Canada entered the third period tied with a Norwegian team that featured just one NHLer before captain Shane Doan scored the winner 22 seconds into the final period.
Doan, a veteran forward with the Phoenix Coyotes, has been here before and knows that close calls are bound to happen early at the tournament.
Take, for example, the 2-2 tie Canada had with Denmark in 2003 before winning the gold medal.
“Denmark, I think, had two guys that were Nike reps that came out of retirement and they tied us,” said Doan. “As much as Canada should win every game, there’s always going to be the one game thing.
“It’s a big game for them to play and they always play well against us.”
That said, the Canadians know they must be sharper when they finish the preliminary round with a game against Slovakia. Canada beat Germany in its opening game Saturday.
News arrived after Monday’s game that Calgary Flames defenceman Dion Phaneuf had committed to joining the team. Phaneuf will certainly be of some help if he can get to Russia in time for Wednesday’s game.
The Slovaks are loaded with top players like Marian Gaborik, Miro Satan, Pavol Demitra and Marian Hossa.
“We definitely can’t come out the way we came out tonight,” said forward Rick Nash, who opened the scoring for Canada and had 10 shots on goal. “We’ll find ourselves in a bigger hole than what we were.”
Jason Chimera and Justin Williams also had goals for Canada (2-0) while Lars Erik Spets and Jonas Andersen replied for Norway (0-2).
The Norwegian fans at Mytischi Arena certainly felt the conditions were right for their team to pull off another major upset at this tournament. Seven years ago in St. Petersburg, Russia, Norway beat Canada 4-3 in what is considered the biggest victory in the country’s history.
“We talked about that because nothing is impossible,” said Norwegian goalie Pal Grotnes. “We had that in mind.”
They started the game by sitting back and limiting Canada’s chances early.
Spets opened the scoring 9:29 into the first period when he spun around with the puck and beat Ward with a low shot.
“I think the first 10 minutes we were the best team out there and creating the most chances,” said Norway forward Patrick Thoresen, a member of the Edmonton Oilers. “I think we caught them a little (off guard).”
Canadian defenceman Mike Commodore says coach Andy Murray had told his players that they shouldn’t take Norway lightly. Even if Commodore hadn’t been warned, he knew he needed to be sharp after Spets’s goal.
“I’ve got a lot of respect for both teams we’ve played even though they’re not a household name in hockey,” said Commodore. “They play hockey.”
Nash made it 1-1 at 13:24 with Canada on a power play.
He came out from the side of the net and fired the puck past Grotnes, who was without his stick after being bumped by Doan.
“I’m just trying to be in front there and create a distraction of any sort,” Doan said with a sly grin. “If the goalie happens to catch his stick on the back of your leg and drag it across, that always makes it a little easier for Nasher.”

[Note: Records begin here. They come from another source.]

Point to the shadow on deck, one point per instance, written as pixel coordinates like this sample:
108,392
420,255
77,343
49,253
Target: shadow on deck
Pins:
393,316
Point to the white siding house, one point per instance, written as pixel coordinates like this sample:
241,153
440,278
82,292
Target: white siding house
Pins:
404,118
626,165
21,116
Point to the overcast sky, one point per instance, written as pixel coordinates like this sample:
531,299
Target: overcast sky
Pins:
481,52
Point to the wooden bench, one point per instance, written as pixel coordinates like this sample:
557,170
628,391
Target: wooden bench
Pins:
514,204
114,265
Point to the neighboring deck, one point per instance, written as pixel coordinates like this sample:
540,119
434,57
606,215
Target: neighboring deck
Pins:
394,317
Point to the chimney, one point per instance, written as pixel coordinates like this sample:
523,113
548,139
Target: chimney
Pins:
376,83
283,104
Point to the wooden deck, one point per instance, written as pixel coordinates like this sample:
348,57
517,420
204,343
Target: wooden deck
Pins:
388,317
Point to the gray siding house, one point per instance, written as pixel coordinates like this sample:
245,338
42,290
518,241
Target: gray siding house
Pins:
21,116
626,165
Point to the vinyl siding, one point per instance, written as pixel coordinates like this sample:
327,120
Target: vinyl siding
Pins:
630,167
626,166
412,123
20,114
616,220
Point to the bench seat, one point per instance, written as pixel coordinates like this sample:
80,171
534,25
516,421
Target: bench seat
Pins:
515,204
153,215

Chimera gave Canada its first lead less than two minutes later with a wraparound goal off the rush.
But the Norwegians held their own through the second period. Andersen’s wrist shot from the high slot tied the game 2-2 at 12:14 with Canada’s Jonathan Toews in the penalty box for continuing to play after having his helmet knocked off.
There were chances at both ends towards the end of the period, but the goalies were playing well. Grotnes made a glorious cross-crease pad stop on Nash before turning away Chimera on a short-handed breakaway.

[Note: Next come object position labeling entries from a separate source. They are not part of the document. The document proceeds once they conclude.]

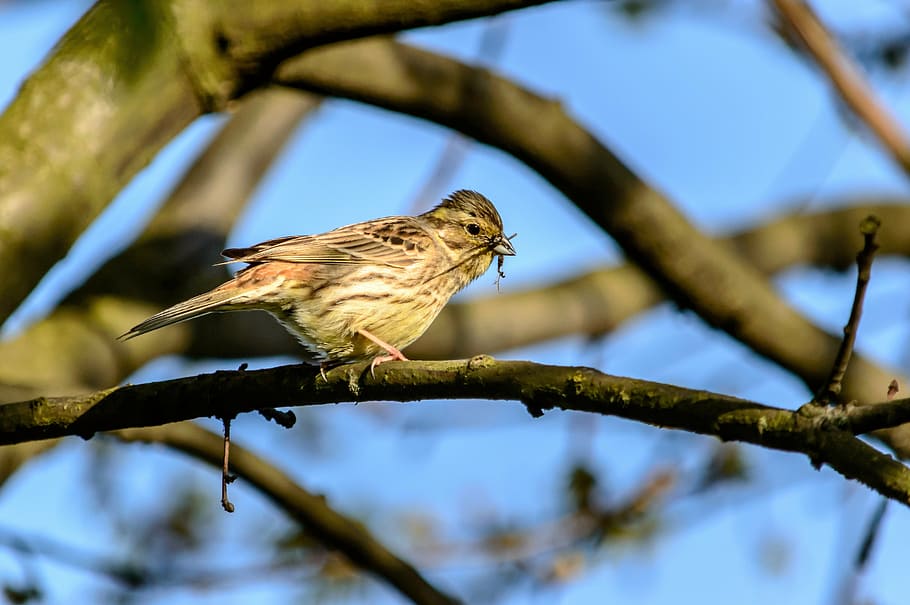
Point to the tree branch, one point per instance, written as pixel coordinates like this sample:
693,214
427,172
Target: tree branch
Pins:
190,56
539,387
846,77
696,272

It was tied 2-2 heading to the third period and the Norwegians were thinking about an upset.
But there was no panic among the Canadians.
“We came out confident,” Nash said. “We knew we had to win this game. There’s no other result that we could expect of ourselves.”
Doan’s goal early in the third period and Williams’s insurance marker made sure it happened.
With two wins in two games, Team Canada still feels its on track.
“We’re over here and trying to do a job for Canada and bring back a gold,” said Ward.